Yanbu. I bought a pregnancy in Tesco and the checkout lady said "Oh dear, do you think you're pregnant?" I was about 25 at the time so maybe she thought I was too young to be a mum, regardless she should have kept her opinion to herself. I wish I could say I replied with a clever comeback but I just gawped at her open mouthed.

I think, as others have said, it's the tone that accompanies the comment too. I have no problem making general chit chat with checkout workers but when something's said in a judgey way it makes me mad.

Yab a bit u. I enjoy chatting to supermarket staff, I've worked behind the till In the past (and volunteer behind the toll in a charity greengrocers now) and love chatting to my customers, but I hate cashiers asking about my shopping in ways that just make you feel awkward. "ohh, I know a good recipe for these" is fine "ohh, these are very fatty" is not (I've had both).

Dp usually does the shipping now because I can't be trusted to stick to the list and has had comments on my tena lady on more than one occasion shock

defineme Tue 29-Jan-13 13:51:14

I think small talk in shops is increasing and most of the time I'm happy to chat-especially if I'm praised for my bargainous shopping skills.
However, I have cringed when it's been a little inept/crass- but then I just think 'clearly you're told to chat and that's not your forte',as long as they put my shopping through I'll not complain.
The pregnancy test one is hilarious. i used to work in a chemist and the owner just assumed I would know to be discreet, but I think these things need to be pointed out just in case.
Double bagging sanitary stuff wouldn't bother me-just a generational thing-wonder how she copes with men buying it for partners-triple bagging?

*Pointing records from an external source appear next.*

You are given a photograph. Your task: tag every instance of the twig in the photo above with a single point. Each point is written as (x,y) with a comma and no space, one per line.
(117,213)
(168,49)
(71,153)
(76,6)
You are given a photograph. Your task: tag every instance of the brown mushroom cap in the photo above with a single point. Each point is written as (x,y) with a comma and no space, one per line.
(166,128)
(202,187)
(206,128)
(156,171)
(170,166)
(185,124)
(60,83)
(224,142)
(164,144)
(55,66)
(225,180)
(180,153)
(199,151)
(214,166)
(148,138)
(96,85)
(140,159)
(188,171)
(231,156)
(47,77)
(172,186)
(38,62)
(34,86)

perceptionreality Tue 29-Jan-13 13:44:48

YANBU - the examples you cite are really rude - I would be annoyed by that too.

Where I live this has never happened to me, the only comments I've noticed are in places like Monsoon where I buy something for one of the children and the sales assistant says 'ooh, these are lovely aren't they?' - so quite different.

ShephardsDelight Tue 29-Jan-13 13:41:00

That would royally do my nut in,

I had a think out loud, rude moment to a checkout lady once , she looked younger than me and asked me for ID.

CL: Do you have any ID?
Me: DO YOU?

blush I laughed nervously and left fast.

EmpressMaud Tue 29-Jan-13 13:38:21

Yanbu. I'd find it invasive to have somebody comment on my shopping.

Thank goodness for online shopping. The conversation is confined to small talk about the weather and how busy they (the delivery drivers) are.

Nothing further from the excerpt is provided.